Halo Service Solutions
- Type: Private
- Industry: Software
- Founders: Paul Hamilton Alan Rogerson
- Headquarters: Stowmarket, Suffolk, England
- Number of employees: c. 250 (2026)
- Website: usehalo.com

= Halo Service Solutions =

British software company

Halo Service Solutions, also known as Halo, is a British software company based in Stowmarket, Suffolk, England. It develops software for IT service management (ITSM) and professional services automation (PSA). The business was co-founded by Paul Hamilton and Alan Rogerson. It was previously known as Net Help Desk and adopted the Halo name in 2020.

The BBC reported in July 2025 that the company was worth £1 billion. In October that year, The Sunday Times reported Hamilton's statement that Halo had recorded turnover of nearly £112 million over the preceding 12 months. Halo became the principal front-of-shirt sponsor of Ipswich Town F.C. in 2025 after previously appearing on the club's shirt sleeves.

== History ==

Hamilton worked with Rogerson at a freelance IT company in Inverness from 2004 to 2008 before setting up Net Help Desk. After moving to Suffolk, he ran the business from his mother-in-law's spare bedroom between 2009 and 2011. It later moved into a small office in Stowmarket.

Net Help Desk hired its first employee in 2011 and moved to larger Stowmarket premises in 2017. The business was renamed Halo in 2020 and moved again within Stowmarket the following year.

The BBC put Halo's workforce at about 150 in July 2025. By early 2026, The Sunday Times and CRN were reporting approximately 250 employees across five offices worldwide.
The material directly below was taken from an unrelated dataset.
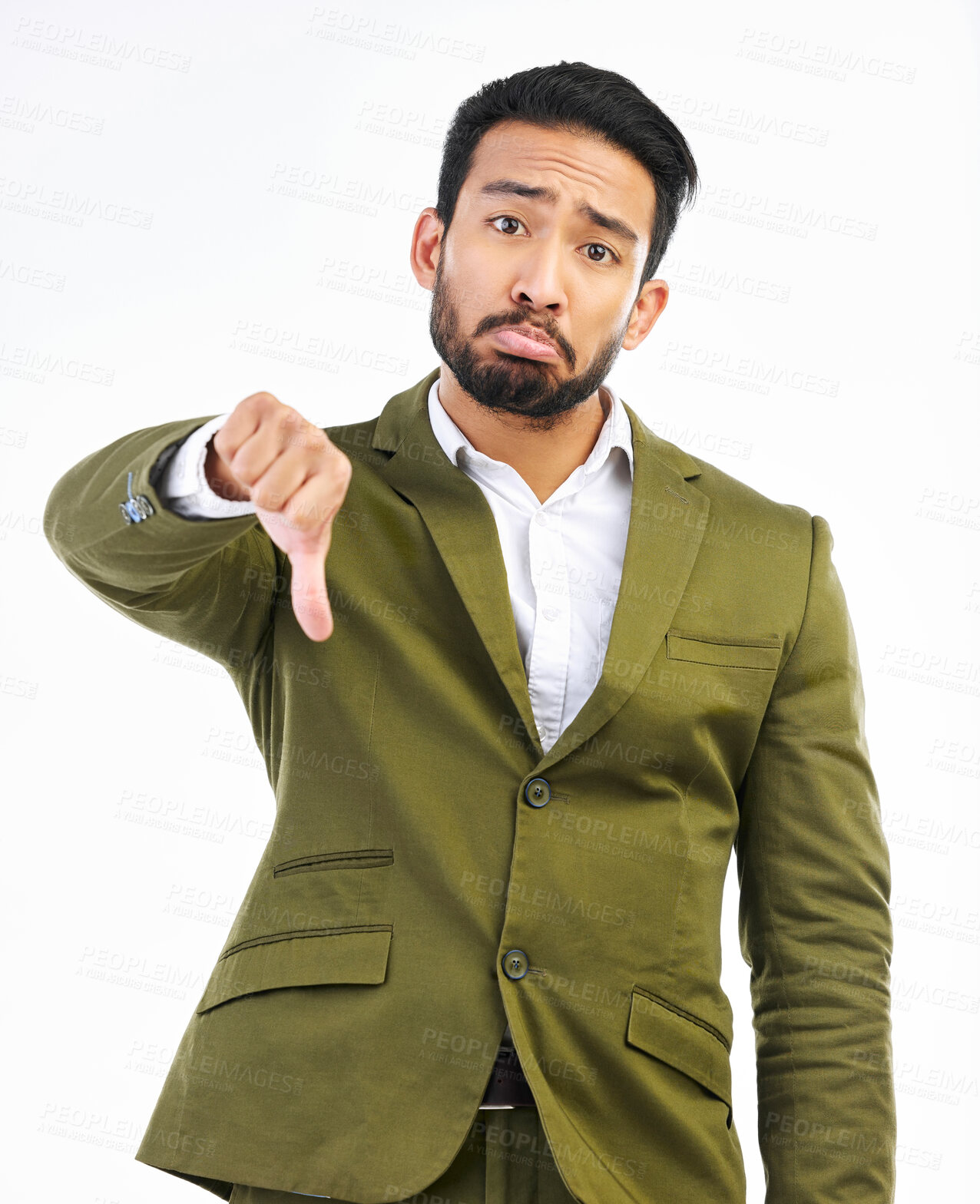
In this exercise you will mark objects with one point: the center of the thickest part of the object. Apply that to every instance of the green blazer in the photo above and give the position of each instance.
(431, 875)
The Sunday Times Rich List estimated Hamilton's wealth at £1.081 billion in May 2026. The Ipswich Star placed him fifth among the East Anglian entries.

== Products ==

The Sunday Times has described Halo's software as a service management platform used by organisations to run their IT operations. CRN has described Halo as a professional services automation vendor and reported that its platform competes with ServiceNow, Kaseya and ConnectWise. CRN also reported that Halo had been selected for Gartner's Magic Quadrant for AI Applications in IT Service Management.

Customers named by the BBC include Red Bull, Sports Direct and AO. The Sunday Times has also identified Microsoft, the Ministry of Justice and the University of Cambridge as customers.

== Headquarters ==

In January 2026 it announced that the Willis Building in Ipswich would become its global headquarters during 2026. The Grade I listed building, designed by Norman Foster, opened in 1975.

Willis, now part of WTW, had occupied the building since it opened. A WTW spokesperson said the transaction was a sale-and-leaseback, with WTW remaining in the building as a tenant. Halo also said it would keep an office in Stowmarket.

Jack Abbott, the Labour MP for Ipswich, called the announcement "massive" for the town.

== Sponsorships ==

Halo first appeared on Ipswich Town's shirt sleeves in 2023. In June 2025, the club announced a three-year agreement under which Halo would replace Ed Sheeran as principal front-of-shirt sponsor of its men's and women's first teams. Club chairman Mark Ashton described it as a record shirt sponsorship deal; the financial terms were not disclosed.

A three-year agreement with the Scottish Football Association, Scottish Professional Football League and Scottish Women's Premier League followed in November 2025. Halo also entered a partnership with Scottish Rugby in February 2026.

In March 2026, Halo agreed a deal with the Professional Darts Corporation covering the 2026–27 PDC World Darts Championship.

== Halo Festival ==

Halo Festival, a one-day music event organised by the company, was launched in 2026 at Trinity Park near Ipswich. The first festival was held on 4 July 2026, with a line-up that included Two Door Cinema Club, The Vaccines, Natasha Bedingfield and Scouting for Girls.